Это когда „без слов“ Разумихин вдруг постиг, что убийца, которого все ищут, — его „Родя“. Они остановились на секунду: и вдруг добрый и грубый бурш Разумихин все понял. Как он понял — вот эта „беспроволочность телеграфа“, сказанная в каком-то комканьи слов (мастерство Достоевского, его „тайна“) — и заставила задрожать меня. Я долго дрожал мелкой, бессильной дрожью…» [80] Там же. С. 530–531.

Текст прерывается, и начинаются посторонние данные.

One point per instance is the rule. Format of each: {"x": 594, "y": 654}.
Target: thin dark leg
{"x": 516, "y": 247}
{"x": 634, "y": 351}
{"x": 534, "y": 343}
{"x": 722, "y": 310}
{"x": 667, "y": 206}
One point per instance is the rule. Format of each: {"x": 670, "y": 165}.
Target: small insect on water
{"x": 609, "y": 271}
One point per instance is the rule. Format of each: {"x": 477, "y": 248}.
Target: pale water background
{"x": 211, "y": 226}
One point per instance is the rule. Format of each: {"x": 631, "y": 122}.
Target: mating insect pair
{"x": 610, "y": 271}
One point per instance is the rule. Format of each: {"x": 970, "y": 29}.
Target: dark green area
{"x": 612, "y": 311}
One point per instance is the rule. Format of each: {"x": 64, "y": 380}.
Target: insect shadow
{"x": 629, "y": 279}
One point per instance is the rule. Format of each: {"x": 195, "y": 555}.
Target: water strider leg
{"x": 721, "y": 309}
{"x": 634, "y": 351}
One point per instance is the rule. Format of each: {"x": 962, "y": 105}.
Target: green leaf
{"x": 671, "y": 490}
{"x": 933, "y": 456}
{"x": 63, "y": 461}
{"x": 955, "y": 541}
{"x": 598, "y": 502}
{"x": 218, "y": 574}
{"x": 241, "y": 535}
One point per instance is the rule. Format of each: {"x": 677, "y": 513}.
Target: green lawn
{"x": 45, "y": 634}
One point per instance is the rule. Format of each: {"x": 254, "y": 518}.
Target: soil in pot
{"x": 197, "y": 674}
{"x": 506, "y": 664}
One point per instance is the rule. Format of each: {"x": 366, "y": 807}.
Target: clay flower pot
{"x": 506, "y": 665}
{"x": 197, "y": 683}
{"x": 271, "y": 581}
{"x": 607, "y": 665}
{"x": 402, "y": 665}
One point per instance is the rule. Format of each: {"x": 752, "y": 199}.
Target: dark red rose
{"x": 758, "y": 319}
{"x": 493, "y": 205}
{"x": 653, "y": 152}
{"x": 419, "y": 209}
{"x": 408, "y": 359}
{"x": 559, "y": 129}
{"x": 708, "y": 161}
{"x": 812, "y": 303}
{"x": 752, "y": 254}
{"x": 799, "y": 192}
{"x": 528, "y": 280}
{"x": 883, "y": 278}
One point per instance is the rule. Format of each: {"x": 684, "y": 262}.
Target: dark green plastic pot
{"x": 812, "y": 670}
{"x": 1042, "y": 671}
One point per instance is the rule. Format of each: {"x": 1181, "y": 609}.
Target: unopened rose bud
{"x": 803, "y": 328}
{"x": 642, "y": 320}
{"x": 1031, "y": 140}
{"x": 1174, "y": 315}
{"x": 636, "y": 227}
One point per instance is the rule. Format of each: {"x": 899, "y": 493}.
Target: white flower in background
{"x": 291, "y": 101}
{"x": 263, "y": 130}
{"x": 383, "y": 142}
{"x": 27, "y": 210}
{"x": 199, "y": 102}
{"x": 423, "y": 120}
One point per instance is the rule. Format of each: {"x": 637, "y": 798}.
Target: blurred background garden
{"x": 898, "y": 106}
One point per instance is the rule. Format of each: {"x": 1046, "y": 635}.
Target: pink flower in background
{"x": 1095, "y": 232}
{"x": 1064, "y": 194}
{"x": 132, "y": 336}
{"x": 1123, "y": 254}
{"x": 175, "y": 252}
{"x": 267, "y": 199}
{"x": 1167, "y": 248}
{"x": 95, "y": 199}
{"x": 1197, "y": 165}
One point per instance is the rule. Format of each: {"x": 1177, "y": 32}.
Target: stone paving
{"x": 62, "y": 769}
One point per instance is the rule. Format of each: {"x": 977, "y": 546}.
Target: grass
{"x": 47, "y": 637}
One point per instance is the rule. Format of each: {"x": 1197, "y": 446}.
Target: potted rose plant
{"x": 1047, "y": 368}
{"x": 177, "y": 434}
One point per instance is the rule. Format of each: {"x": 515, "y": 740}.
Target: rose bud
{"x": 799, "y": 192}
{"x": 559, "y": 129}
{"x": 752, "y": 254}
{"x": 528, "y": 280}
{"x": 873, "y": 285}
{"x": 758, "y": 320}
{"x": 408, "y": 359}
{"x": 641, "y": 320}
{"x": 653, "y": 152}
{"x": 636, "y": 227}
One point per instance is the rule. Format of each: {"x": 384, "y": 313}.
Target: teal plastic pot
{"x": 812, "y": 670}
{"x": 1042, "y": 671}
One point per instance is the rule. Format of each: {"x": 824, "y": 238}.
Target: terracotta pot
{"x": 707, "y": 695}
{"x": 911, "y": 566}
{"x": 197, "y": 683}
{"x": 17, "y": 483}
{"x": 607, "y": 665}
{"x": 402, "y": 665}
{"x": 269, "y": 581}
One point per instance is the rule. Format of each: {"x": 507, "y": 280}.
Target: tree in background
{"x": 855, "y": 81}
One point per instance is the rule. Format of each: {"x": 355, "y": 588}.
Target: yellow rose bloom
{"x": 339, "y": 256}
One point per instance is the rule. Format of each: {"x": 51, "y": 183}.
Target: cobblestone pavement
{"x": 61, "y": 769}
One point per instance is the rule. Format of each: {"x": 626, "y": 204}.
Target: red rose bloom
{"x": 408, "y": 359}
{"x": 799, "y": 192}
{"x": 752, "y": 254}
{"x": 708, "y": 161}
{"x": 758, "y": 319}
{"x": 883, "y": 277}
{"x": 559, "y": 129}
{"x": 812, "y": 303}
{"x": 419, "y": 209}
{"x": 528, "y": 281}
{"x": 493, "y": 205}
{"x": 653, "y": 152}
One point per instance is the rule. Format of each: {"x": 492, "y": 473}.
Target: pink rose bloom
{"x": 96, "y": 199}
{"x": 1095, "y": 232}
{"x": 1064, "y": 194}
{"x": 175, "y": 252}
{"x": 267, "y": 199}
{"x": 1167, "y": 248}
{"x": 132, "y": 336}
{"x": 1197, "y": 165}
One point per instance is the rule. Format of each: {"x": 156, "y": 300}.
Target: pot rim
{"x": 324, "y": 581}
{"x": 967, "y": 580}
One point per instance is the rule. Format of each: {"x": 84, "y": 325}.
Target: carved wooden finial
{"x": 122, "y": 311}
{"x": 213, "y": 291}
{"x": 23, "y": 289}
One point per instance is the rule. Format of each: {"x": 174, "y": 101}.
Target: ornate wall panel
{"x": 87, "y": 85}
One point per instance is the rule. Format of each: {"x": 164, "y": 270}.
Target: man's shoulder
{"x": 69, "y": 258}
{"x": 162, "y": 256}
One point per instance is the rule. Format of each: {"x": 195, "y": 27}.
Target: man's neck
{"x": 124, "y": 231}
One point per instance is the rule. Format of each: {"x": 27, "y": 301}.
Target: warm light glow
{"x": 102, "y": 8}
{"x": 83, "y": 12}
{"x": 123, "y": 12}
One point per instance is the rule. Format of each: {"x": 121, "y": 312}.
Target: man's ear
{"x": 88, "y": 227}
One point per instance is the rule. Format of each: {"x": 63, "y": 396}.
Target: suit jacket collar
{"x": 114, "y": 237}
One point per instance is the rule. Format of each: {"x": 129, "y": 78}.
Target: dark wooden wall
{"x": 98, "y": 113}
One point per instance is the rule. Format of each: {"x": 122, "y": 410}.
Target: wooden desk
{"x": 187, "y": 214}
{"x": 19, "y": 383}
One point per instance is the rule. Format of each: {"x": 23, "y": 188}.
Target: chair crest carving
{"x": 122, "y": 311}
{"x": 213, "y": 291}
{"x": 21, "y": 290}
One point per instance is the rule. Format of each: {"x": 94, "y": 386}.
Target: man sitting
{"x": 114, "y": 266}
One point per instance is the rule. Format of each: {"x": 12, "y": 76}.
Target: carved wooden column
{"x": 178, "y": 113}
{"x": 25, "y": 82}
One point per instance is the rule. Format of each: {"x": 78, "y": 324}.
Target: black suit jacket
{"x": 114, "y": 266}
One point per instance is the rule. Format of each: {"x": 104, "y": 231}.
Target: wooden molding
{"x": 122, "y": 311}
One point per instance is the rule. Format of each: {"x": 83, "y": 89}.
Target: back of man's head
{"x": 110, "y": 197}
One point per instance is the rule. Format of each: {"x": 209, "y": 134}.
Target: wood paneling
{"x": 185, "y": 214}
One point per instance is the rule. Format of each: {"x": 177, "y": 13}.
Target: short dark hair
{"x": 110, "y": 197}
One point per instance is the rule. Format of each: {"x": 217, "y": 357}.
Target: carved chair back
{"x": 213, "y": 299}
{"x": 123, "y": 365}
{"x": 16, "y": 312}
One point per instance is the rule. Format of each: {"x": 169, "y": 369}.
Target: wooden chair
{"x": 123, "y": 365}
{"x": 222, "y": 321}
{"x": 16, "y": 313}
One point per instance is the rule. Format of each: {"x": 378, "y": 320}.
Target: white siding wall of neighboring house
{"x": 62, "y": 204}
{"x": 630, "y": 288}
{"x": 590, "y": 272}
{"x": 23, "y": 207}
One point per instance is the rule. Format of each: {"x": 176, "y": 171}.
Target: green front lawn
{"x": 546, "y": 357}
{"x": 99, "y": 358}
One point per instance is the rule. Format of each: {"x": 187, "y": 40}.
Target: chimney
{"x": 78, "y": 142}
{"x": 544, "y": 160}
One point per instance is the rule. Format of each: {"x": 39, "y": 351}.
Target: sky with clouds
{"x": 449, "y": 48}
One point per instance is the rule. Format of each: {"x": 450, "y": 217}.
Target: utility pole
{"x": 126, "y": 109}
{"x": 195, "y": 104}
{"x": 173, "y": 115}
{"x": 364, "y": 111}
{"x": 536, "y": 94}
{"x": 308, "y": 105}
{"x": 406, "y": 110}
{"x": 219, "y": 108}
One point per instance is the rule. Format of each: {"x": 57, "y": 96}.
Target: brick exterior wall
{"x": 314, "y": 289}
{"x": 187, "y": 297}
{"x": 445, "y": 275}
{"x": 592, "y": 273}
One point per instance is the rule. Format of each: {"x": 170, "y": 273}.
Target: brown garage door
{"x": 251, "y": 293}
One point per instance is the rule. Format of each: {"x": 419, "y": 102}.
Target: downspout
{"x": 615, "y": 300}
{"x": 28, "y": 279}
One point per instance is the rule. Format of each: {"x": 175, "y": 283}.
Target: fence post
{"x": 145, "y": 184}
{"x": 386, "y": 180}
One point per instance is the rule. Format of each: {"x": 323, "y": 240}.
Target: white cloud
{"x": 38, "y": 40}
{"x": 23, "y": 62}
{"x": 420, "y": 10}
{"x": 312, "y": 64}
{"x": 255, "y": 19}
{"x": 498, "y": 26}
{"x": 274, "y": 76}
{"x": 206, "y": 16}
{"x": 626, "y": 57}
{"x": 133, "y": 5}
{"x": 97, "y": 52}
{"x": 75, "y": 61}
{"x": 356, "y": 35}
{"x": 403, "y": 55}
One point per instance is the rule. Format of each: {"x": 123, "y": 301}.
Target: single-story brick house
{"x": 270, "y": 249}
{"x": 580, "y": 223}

В отличие от многих читателей, Розанов за всю жизнь ни разу не пережил от книг Достоевского «болезненного впечатления», о котором говорили многие. Он даже представить себе не мог, что это за «болезненное впечатление», всегда читал его спокойно. «Ровно читаю», — везде ровно, — «моего Достоевского».
В слове «моего» для Розанова выражалась сущность дела — мотив и причина совершенно «безболезненного чтения». Ведь никак не скажешь: «Я читаю моего Толстого », «я читаю моего Горького», «моего Шпильгагена». Почему? — задается вопросом Розанов. И отвечает: «Шпильгаген писал для мира, и когда мир стал читать его, то между читателями очутился и я. Таким образом, между „мною“ и „Шпильгагеном“ не было соединительной нити: я восхищался его идеями или романом. „Шпильгаген“ я употребляю для примера (тогда много его читали), но можно подставить всякое другое имя. Всякий „писатель“ для читателя вообще, для меня, мальчика, был „гора“, на которую я смотрю. Какая же связь? Что общего?»